Ainda não havia para mim ritalina - Gregório Duvivier
A primeira vez que tomei Ritalina eu entendi como é que as pessoas veem o mundo. Entendi que nem todo mundo vai buscar um copo d´água na cozinha e esquece o que foi fazer lá. Entendi que nem todo mundo tem dificuldade de se comunicar por telefone porque tudo o que os olhos veem chama a atenção e fica difícil prestar atenção só no ouvido quando um monte de coisa está acontecendo em frente aos olhos e a ligação termina sem que se tenha a menor ideia do que foi dito. Entendi que as pessoas normais olham pra tela de um computador e tudo o que elas veem é a tela de um computador, e não um portal pra procurar qualquer coisa no Google de dez em dez segundos. Aliás, quem inventou o segundo? Caramba, os sumérios usavam o sistema duodecimal porque contavam cada falange do dedo, excluindo o dedão. E eis que acabo de perder duas horas no fantástico mundo dos sumérios, que inventaram a escrita, as cidades e a cerveja. Benditos sejam os sumérios. Onde é que eu estava?

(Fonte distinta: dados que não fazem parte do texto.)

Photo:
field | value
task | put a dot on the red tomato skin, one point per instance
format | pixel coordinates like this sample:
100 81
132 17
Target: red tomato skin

Confesso que nunca consegui estudar. Ao mesmo tempo sempre gostei de ler. No entanto, só consigo ler aquilo que não deveria estar lendo, como os sumérios, a pronúncia correta de Roraima (ambas são corretas, mas em Roraima se fala Roráima) e qual o analgésico que tem menos efeitos colaterais (dipirona - injustamente proibida fora do Brasil por motivos obscuros que cheiram a boicote da indústria farmacêutica, pronto: mais duas horas perdidas no vale da dipirona). Em toda a minha vida, acho que nunca estudei uma matéria da escola, nem sei ao certo como faz. Nunca consegui abrir um caderno e reler minhas anotações, e um dos motivos pra isso é que nunca fiz anotações, e nem sequer me lembro de ter tido um caderno. Passava as aulas muito ocupado: quando não estava tentando impedir o professor de dar aula, estava olhando pela janela, pensando em outra coisa.
A primeira vez que tomei Ritalina entendi o pessoal que sentava na primeira fila e grudava os olhos no quadro-negro, e assim permanecia até tocar o sino. Esse pessoal excêntrico que não ouvia o cachorro latir na casa ao lado da escola que o lembraria de um cachorro que morreu afogado uns anos antes, logo não sentia uma súbita vontade de chorar sabe-se lá por quê, e não precisaria começar a batucar pra pensar em outra coisa, esse pessoal que não era expulso de sala por estar batucando.
A última vez que tomei Ritalina foi quando percebi que já não consegui mais pensar em nada que eu não quisesse pensar. Foi quando percebi que minha cabeça tinha sido domesticada, e percebi que domar a cabeça é gostoso, mas não domar a cabeça é melhor.
Quando deixei de tomar Ritalina, voltei a pensar nos sumérios, e nos fenícios, no Fluminense, em tudo o que não importa e faz a vida valer a pena. Resumindo: em tudo o que é assunto de crônica. A Ritalina é a morte do cronista, esse diletante profissional.
Do livro Crônicas para ler em qualquer lugar. Ed. Todavia, 2019.